HtDC: 18.7-18.13, 18.16-18.18, 19.4

Required Problems:

Note: You must use DrScheme's ProfessorJ Intermediate Student Language.

1. Extend homework problem 7.3 (the Matryoshka dolls in ProfessorJ) by creating a DollsWorld animation, as in homework problem 2.4 . Since you can't display an arbitrary image in ProfessorJ, draw the doll as a tower of strings. For example, imagine that the original doll had 6 layers, with layer 1 being the innermost and layer 6 the outermost. If we then did 3 "d" commands, the result might look like:
```Layer 3
Layer 2
Layer 1     Layer 6    Layer 5   Layer 4
----------------------------------------
```
where the dotted line represents the bottom of the canvas. Your animation should support the "d", "a", and "q" commands, as in problem 2.4.
2. Consider the following variation on homework problems 2.2, 3.3, and 7.2:
```  A Enumeration is either an OpenDotList or a ClosedDotList

An OpenDotList is a list of Items

A ClosedDotList is also a list of Items

An Item is either a String or an Enumeration
```

Enumerations support the following operations:

Item get(int n) -- returns the n-th item in the enumeration (counting from 1).

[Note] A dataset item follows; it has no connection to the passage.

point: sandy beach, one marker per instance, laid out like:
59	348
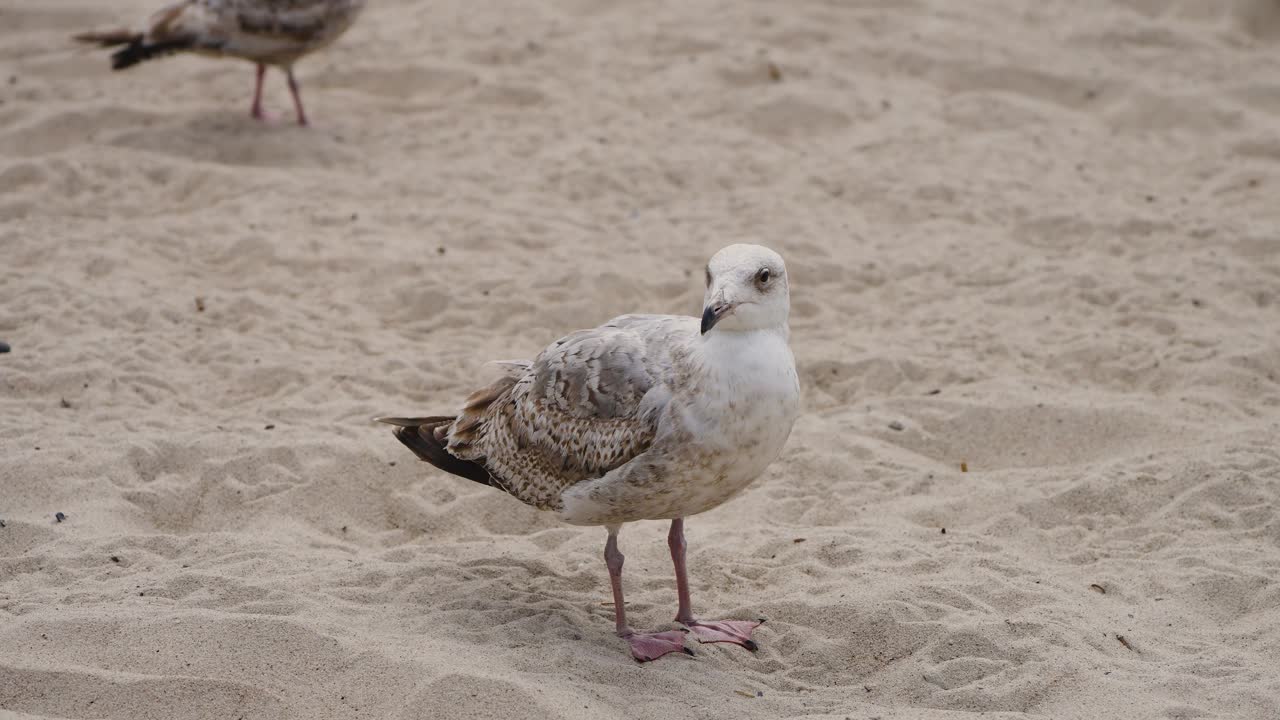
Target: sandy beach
1034	256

If there is no n-th item (either because n is greater than the length of the enumeration or because n is <= 0), returns the empty string.

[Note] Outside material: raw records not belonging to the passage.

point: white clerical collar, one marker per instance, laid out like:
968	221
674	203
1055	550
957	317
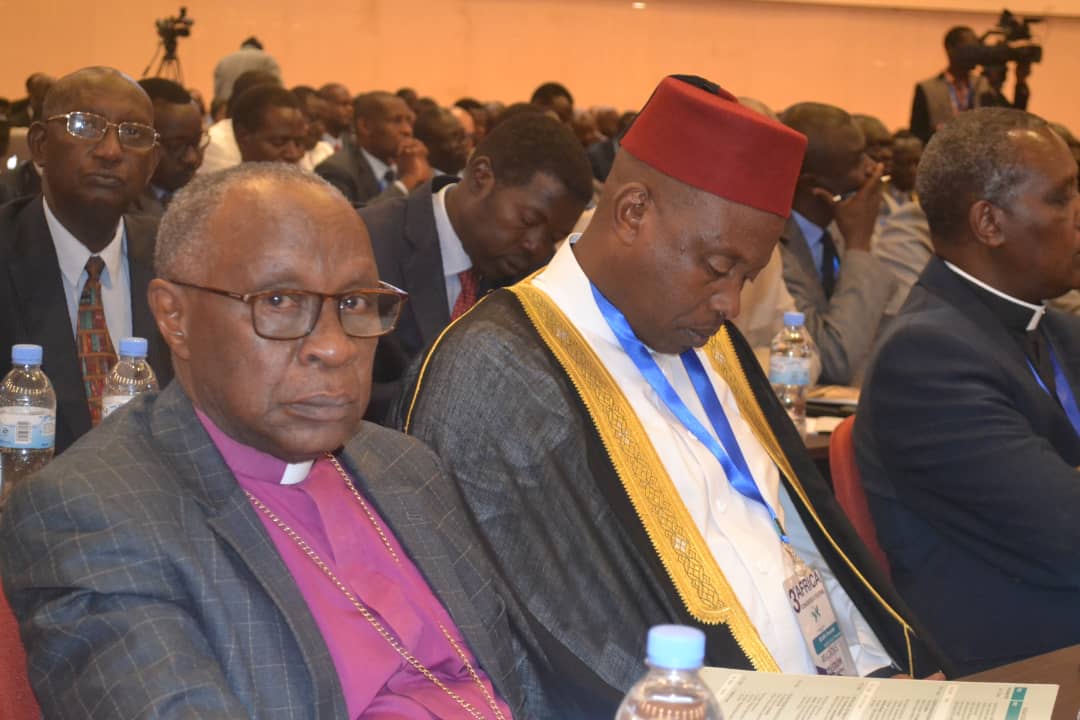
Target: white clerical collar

Enumeration remove(int n) -- returns an enumeration like the original, except that the n-th item has been removed. If there is no n-th item, returns an enumeration just like the original.

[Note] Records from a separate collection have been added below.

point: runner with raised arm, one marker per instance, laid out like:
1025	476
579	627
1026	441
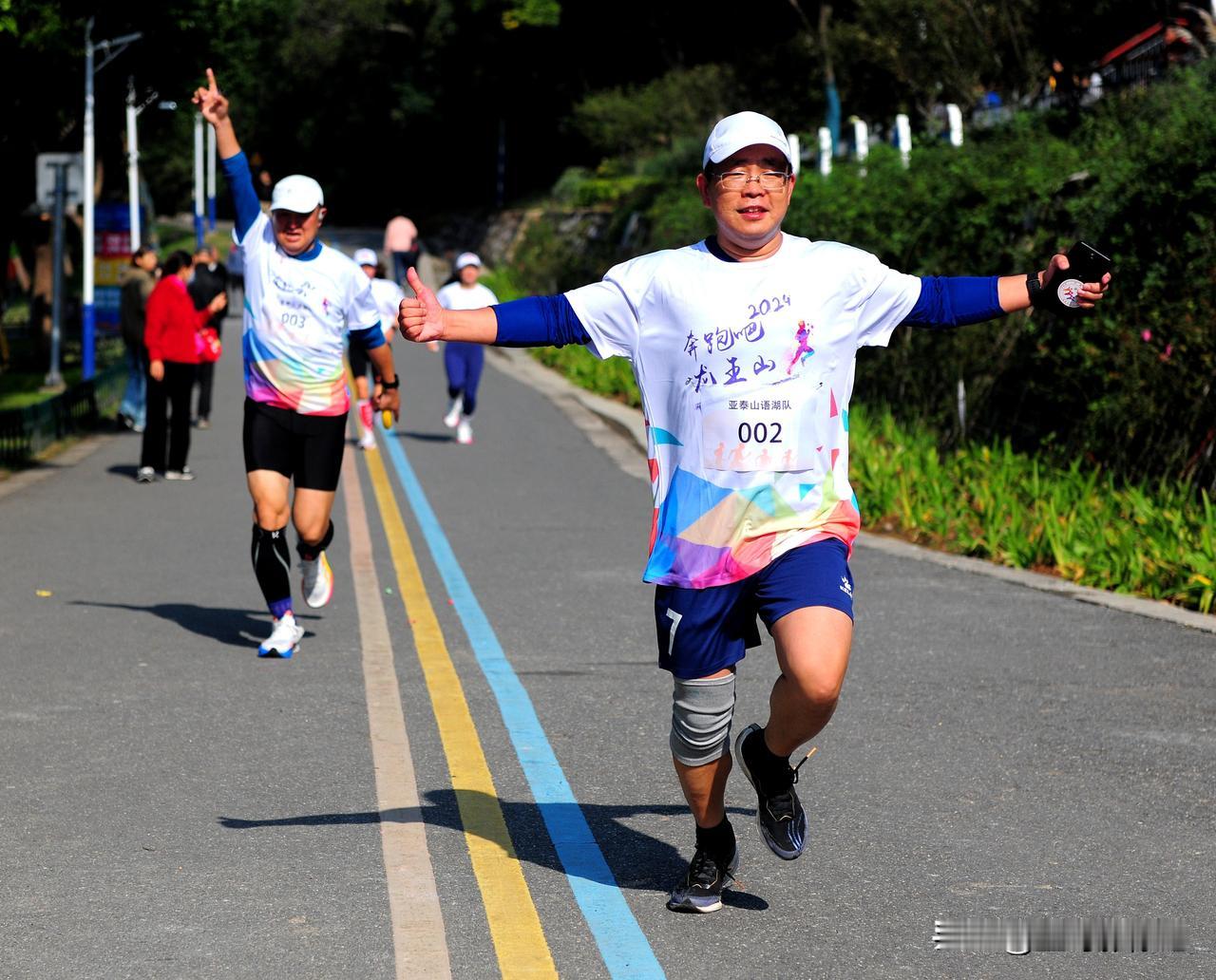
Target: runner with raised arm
300	297
745	347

Enumeration replace(int n, Item item) -- returns an enumeration like the this one, except that the n-th item (if any) is replaced by the given item.

Enumeration swap(int n, int m) -- returns an enumeration like the original, except that the n-th and m-th items are swapped. If there is no n-th or m-th item, returns an enumeration just like the original.

`IListOfString render()` -- as in homework problem 7.2, except that it does not take a style argument: the style is determined by whether the Enumeration is an OpenDotList or a ClosedDotList . Returns a list of strings, as in 7.2. For example, the result of render might be an object representing the following list of strings:

```"* Here is the first item in a ClosedDotList, which we'll call list A"
"* Here is the second item in the list."
"* o The third item in the list is an OpenDotList, which we'll call list B"
"  o Here is the second item in the OpenDotList."
"  o o The third item in the OpenDotList is another OpenDotList, which we'll call list C"
"    o Here is the second item in list C."
"    o List C could have been a ClosedDotList, of course, but it wasn't."
"  o Here is the fourth, and last, item in list B."
"* This is the fourth item in list A."
```

Every item that is a string should have exactly one open or closed dot in front of it, unless it occurs as the first item of a sublist, as in the case of lines 3 and 5 in the example above. [Puzzle: how many dots can a string have in front of it?]

Implement the class of Enumerations. Use abstraction to reduce the amount of duplicated code wherever feasible.